Within the mammalian ovary, oocytes remain arrested at G2 for several years. Then a peri-ovulatory hormonal cue triggers meiotic resumption by releasing an inhibitory phosphorylation on the kinase Cdk1. G2 arrest, however, also requires control in the concentrations of the Cdk1-binding partner cyclin B1, a process achieved by anaphase-promoting complex (APCCdh1) activity, which ubiquitylates and so targets cyclin B1 for degradation. Thus, APCCdh1 activity prevents precocious meiotic entry by promoting cyclin B1 degradation. However, it remains unresolved how cyclin B1 levels are suppressed sufficiently to maintain arrest but not so low that they make oocytes hormonally insensitive.
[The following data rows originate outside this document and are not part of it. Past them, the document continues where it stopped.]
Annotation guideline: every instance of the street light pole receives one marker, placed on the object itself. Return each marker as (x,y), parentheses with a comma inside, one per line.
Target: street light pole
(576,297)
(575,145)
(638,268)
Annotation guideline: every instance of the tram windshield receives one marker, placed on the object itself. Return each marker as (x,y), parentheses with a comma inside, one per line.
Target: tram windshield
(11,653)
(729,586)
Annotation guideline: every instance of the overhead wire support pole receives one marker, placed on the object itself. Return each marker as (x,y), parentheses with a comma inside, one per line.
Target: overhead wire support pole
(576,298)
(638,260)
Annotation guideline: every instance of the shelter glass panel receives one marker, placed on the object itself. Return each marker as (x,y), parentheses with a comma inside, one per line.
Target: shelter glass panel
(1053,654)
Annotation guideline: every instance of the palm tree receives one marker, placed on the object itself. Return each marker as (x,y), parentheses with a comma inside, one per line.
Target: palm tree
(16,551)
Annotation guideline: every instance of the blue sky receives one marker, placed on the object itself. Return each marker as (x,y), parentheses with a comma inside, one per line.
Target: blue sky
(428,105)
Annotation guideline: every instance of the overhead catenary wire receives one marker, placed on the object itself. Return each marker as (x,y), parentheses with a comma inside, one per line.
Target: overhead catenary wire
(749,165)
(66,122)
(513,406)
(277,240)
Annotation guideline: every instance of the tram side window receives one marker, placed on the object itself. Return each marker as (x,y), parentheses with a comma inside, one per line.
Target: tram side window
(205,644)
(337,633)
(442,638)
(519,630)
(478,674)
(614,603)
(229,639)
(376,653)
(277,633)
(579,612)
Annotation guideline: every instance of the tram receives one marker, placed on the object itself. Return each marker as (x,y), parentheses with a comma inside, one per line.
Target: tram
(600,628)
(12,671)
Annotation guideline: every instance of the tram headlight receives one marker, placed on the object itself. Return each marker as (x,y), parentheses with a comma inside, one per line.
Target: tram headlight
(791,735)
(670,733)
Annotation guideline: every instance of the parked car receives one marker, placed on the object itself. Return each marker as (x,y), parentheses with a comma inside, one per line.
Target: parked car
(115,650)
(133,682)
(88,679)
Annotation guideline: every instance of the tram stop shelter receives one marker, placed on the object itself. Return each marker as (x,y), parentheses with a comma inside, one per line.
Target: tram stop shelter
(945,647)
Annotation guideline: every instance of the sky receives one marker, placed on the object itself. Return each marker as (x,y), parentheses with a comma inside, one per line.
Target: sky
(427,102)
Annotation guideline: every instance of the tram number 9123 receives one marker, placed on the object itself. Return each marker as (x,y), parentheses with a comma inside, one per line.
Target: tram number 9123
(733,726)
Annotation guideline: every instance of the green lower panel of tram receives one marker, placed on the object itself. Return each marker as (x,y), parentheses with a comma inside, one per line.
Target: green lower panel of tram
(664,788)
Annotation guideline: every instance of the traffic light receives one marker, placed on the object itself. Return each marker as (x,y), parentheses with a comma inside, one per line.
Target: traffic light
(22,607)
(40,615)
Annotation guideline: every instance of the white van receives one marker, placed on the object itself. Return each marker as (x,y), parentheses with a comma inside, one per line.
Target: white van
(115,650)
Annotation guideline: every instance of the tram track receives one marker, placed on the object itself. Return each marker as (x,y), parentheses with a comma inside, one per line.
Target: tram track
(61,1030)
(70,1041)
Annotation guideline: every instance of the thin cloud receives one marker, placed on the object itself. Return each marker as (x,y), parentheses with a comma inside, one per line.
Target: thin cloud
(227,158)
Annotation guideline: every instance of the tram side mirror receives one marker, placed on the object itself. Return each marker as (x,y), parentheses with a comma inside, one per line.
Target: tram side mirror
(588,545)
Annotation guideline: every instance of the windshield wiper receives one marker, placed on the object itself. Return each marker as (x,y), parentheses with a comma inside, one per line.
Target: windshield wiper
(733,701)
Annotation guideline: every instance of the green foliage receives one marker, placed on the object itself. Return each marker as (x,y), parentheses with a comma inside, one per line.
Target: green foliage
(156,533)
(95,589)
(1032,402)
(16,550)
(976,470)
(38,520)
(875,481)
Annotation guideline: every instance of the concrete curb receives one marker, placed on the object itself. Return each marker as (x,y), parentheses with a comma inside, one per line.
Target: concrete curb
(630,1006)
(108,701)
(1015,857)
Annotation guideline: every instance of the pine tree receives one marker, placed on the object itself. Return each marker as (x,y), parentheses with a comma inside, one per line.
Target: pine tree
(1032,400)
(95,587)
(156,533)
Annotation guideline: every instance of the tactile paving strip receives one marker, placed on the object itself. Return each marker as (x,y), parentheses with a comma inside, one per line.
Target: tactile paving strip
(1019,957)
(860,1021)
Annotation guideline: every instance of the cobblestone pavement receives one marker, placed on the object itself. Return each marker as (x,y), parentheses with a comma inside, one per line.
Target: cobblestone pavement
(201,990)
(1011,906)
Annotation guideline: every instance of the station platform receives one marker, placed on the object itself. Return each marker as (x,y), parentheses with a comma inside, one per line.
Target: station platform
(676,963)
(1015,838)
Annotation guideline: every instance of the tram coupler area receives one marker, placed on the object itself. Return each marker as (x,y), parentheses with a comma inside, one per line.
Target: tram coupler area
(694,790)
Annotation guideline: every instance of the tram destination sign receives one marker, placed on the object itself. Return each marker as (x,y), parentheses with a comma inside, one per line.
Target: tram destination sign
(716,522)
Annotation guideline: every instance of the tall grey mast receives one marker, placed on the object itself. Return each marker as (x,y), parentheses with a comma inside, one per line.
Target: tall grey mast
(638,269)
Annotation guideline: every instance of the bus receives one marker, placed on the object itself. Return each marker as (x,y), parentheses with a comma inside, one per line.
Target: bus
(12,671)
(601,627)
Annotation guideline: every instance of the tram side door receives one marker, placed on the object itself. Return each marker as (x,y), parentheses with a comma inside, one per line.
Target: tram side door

Here, we examined spatial control of this process by determining the intracellular location of the proteins involved and using nuclear-targeted cyclin B1. We found that raising nuclear cyclin B1 concentrations, an event normally observed in the minutes before nuclear envelope breakdown, was a very effective method of inducing the G2/M transition. Oocytes expressed only the α-isoform of Cdh1, which was predominantly nuclear, as were Cdc27 and Psmd11, core components of the APC and the 26S proteasome, respectively. Furthermore, APCCdh1 activity appeared higher in the nucleus, as nuclear-targeted cyclin B1 was degraded at twice the rate of wild-type cyclin B1. We propose a simple spatial model of G2 arrest in which nuclear APCCdh1-proteasomal activity guards against any cyclin B1 accumulation mediated by nuclear import.